Anecdotal reports have shown that fondaparinux could be a useful agent in the treatment of HIT (Lian et al 2003; Parody et al 2003; Bradner et al 2004; Herenberg et al 2004) and HITT (Kuo and Kovacs 2003; Rubin 2003).

Kuo and Kovacs (2003) administered fondaparinux to 5 surgical patients who developed heparin/PF4 ELISA-confirmed HIT after receiving UFH for venous thromboprophylaxis. Thrombocytopenia occurred between 6 and 10 days after the initiation of heparin anticoagulation and the platelet count nadir ranged from 5 × 109/L to 79 × 109/L. Pulmonary embolism (n = 2), deep vein thrombosis (n = 2), and left atrial and mechanical mitral valve thrombosis (n = 1) were noted. In all cases, UFH or LMWH was discontinued and patients were treated with subcutaneous injections of fondaparinux 7.5 mg daily as soon as the clinical diagnosis of HIT was made and UFH therapy had stopped. All patients responded with the platelet count becoming normal between 2 and 9 days after the initiation of anticoagulation with fondaparinux. Warfarin was initiated (and fondaparinux continued) when the platelet count was >100 × 109/L. Fondaparinux was then discontinued when the target INR was ≥2.0 for two consecutive days. No recurrence of thombosis occurred during the therapy.

Rubin (2003) reported a case of fondaparinux use in a 29-year-old pregnant female who had HIT during her first trimester of pregnancy secondary to UFH treatment for pulmonary embolism. She had a platelet count drop of more than 50% from baseline after 5 days of treatment with UFH. The assay for HIT antibodies was positive. She was started on fondaparinux 2.5 mg subcutaneously twice daily. No further complications occurred throughout her pregnancy and the baby was born healthy without any problems with delivery.
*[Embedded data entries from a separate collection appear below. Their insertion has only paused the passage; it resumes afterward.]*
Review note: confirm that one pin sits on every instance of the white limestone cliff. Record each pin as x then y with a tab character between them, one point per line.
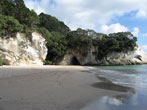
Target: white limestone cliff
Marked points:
22	49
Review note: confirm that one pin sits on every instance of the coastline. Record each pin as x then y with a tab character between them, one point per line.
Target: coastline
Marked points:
48	87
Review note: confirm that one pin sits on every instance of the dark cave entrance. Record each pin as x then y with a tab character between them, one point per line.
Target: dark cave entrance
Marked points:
74	61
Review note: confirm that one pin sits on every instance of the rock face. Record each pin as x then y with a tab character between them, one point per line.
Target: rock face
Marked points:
138	56
22	49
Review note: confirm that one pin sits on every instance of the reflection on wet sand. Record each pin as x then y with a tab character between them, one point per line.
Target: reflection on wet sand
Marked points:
109	85
113	87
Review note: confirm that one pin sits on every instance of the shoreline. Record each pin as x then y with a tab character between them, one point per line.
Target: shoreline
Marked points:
48	87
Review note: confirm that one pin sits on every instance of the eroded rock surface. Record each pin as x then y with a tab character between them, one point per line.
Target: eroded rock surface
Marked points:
22	49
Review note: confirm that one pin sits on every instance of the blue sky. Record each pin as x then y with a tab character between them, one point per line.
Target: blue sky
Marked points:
105	16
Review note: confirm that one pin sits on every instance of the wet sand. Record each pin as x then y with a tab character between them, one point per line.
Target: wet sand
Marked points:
48	88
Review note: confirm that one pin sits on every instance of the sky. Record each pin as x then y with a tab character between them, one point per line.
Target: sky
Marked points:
105	16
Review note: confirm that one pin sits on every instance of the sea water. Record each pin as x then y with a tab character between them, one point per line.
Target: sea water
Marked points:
131	80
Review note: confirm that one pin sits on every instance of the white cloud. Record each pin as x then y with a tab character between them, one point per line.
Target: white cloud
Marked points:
135	31
90	14
113	28
144	47
141	14
144	35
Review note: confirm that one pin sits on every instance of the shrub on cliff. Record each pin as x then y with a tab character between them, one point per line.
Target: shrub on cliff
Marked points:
9	25
52	24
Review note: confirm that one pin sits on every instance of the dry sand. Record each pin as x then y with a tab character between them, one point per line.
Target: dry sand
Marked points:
48	88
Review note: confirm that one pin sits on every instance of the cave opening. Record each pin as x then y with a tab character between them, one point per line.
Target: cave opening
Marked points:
75	61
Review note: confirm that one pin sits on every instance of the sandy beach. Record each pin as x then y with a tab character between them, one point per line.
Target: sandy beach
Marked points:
48	88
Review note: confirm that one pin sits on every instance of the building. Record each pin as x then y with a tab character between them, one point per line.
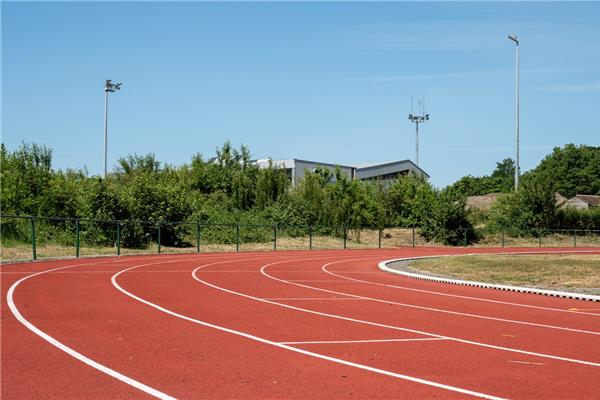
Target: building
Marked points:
382	172
582	202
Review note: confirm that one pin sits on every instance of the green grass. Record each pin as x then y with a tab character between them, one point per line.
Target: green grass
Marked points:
571	272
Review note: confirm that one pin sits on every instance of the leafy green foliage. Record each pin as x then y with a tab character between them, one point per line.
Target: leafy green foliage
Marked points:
571	169
229	190
500	181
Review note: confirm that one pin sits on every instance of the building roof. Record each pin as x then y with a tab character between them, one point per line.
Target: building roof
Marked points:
363	167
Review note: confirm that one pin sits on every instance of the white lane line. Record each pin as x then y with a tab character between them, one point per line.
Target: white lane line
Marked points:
454	295
310	298
399	328
364	341
511	321
96	365
306	310
297	350
316	280
525	362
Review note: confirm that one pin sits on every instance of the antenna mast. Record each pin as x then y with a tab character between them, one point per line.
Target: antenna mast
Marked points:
418	119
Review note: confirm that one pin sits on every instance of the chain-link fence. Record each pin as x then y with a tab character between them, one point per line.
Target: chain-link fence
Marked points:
29	237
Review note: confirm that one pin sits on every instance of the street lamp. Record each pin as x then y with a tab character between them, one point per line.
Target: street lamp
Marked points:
515	39
109	87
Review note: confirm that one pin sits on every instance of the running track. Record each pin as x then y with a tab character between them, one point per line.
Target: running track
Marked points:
293	325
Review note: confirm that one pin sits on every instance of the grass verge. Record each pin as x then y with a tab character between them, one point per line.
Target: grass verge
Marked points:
567	272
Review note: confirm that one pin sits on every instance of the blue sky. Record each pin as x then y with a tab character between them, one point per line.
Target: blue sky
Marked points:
329	82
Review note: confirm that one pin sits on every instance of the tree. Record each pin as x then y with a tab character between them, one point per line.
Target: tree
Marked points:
571	169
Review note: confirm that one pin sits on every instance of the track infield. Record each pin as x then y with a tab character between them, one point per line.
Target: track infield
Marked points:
297	325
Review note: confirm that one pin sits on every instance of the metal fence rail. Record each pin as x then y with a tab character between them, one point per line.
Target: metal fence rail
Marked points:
63	236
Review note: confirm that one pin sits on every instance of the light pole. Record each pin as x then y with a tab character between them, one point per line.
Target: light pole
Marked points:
515	39
108	87
418	119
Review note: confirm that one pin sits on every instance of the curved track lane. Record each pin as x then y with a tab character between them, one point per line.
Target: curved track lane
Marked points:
287	325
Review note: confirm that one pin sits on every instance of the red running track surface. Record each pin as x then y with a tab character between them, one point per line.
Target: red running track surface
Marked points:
298	325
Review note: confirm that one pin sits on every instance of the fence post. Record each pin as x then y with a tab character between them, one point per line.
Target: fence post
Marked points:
33	249
118	238
158	228
197	237
77	238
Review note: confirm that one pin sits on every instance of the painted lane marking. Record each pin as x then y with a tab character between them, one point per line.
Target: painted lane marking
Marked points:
309	298
405	329
88	361
316	280
297	350
455	295
364	341
562	328
525	362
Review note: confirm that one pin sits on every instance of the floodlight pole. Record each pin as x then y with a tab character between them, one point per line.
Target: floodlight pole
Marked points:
417	142
515	39
108	87
418	119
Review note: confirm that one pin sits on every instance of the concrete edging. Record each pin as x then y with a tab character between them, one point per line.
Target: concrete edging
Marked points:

Our patient presented with a large ileofemoral DVT and thrombocytopenia after major orthopedic surgery in which she was thromboprophylaxed with a weak antithrombotic agent, aspirin. She was treated with fondaparinux for HITT that was verified by a high pretest probability as well as positive ELISA and SRA studies. Further evaluation revealed that the patient likely had a concurrent pulmonary embolism during her index event. Interestingly, her HITT could be due to the heparin flushes she had gotten during her surgery and aggravated by the LMWH (enoxaparin) that she received in the emergency department for initial treatment of her DVT, in which initial suspicion of HITT was missed. Our patient reported no complications or bleeding from the use of fondaparinux subcutaneous injections, and other than complete blood counts and INRs, no other routine monitoring was done, which enabled the patient to complete her course of treatment in the outpatient setting. Her platelets counts rebounded after 7 days of treatment and we are still following her progress. Her last known platelet count on March 20th, 2007 was 179 × 103. We had also used fondaparinux injection in 2 previous patients with suspected HIT with no further complications or bleeding, although their clinical course is less well described.

Conclusion

Heparin-induced thrombocytopenia (HIT) with or without thrombosis is an immunologic drug reaction caused by IgG antibodies that are reactive against complexes of platelet factor 4 and heparin. Antibodies against PF4/fondaparinux have been described during fondaparinux therapy and a single case report of HIT with the use of fondaparinux has been reported. However, unlike the approved agents that are used to treat HIT (argatroban, lepirudin, and bivalirudin), fondaparinux does not require routine laboratory monitoring. Anecdotal reports have shown that fondaparinux can be a useful agent to treat HIT or HITT, possibly in the outpatient setting, but further larger trials are needed to assess the above.